O lado bom do mundo virtual é que Michelle soltou uma série de discussões quando trouxe essa participação para o blog dela no post Muito além da maternidade. Eu confesso que não li os 39 comentários porque o post da Mic me faz pensar nos preconceitos...O quanto, nós, mulheres, somos responsáveis pelos estigmas do mundo feminino?
E, o pior, o quanto transmitimos isso para nossos filhos. Não só falo do preconceito racial, da cor, mas também do preconceito dos perfis femininos, da mulher burra e aquela que se considera inteligente, da mulher pobre e aquela que se considera intelectual, do mundo dúbio que não se interconecta...Da beleza versus uma porrada de coisa, que vai desde o casamento, ser ou não dona de casa até formação acadêmica.
Confesso que ainda sou preconceituosa. Ainda vivo baseada em perfis de quem é quem...Cada dia que passo busco me tornar mais multidisciplinar, mas é uma luta contra a maré. A Malu tem me ensinado muito a aprender ser cidadã porque ela tem os dois lados muito intensos: é extremamente colaborativa e extremamente egoísta e preconceituosa. Ela quando não gosta de alguém, ou não quer trocar algo com o outro, ela é radical. As crianças são assim e ela é sincera. Fala: não gosto de você. Ou você é feio. Taí o nosso papel de mudança. Nada de risada nem de permissão. É hora de exigir outra atitude da criança. E isso só faz com exemplos, referências. Ou seja, suas atitudes estão em xeque nesta hora.

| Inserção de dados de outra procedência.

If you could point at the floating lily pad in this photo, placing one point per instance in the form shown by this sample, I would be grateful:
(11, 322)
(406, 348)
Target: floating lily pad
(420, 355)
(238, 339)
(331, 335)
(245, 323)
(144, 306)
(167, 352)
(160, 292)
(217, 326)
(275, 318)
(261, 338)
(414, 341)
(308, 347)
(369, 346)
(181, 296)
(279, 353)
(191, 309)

Eu tenho aprendido muito a me reconhecer nas opiniões inocentes da Malu porque se a gente não deixa claro aquilo que é ruim, negativo, a gente não se permite mudar, tratar. Sim porque preconceito é doença. E, você, qual preconceito que te incomoda?
Topa usar a web para trocarmos sugestões, opiniões, esclarecimentos sobre essas infinitas problemáticas?
Infelizmente, o governo anda desplugado. Pedi entrevista para Secretária de Mulheres, co-reposnável pelo Planjemanto familiar, há bom tempo, eles deram retorno, mas as respostas da entrevista nunca vieram... já faz mais de meses...
As mulheres não são mercadorias, as mães também não
1 hora atrás










2 comentários:
Sim...somos muito responsáveis. Há muita coisa inculcada na cabeça das nossas crianças passadas pela mãe..a história do trabalho de mulher, ou trabalho de homem..homem não faz isto, mulher não pode fazer assim...
Eu reparo que fazemos muito mais do que os homens. Tento muito não fazer. Até porque a nossa sociedade cada vez menos tem (e ainda bem),papeis definidos. Mas lá devo cometer os meus errozinhos...bem, vou tentar melhorar.
Gostei deste debate
Beijinho
oi querida que bom que gostou deste debate...topa fazer um desabafo about?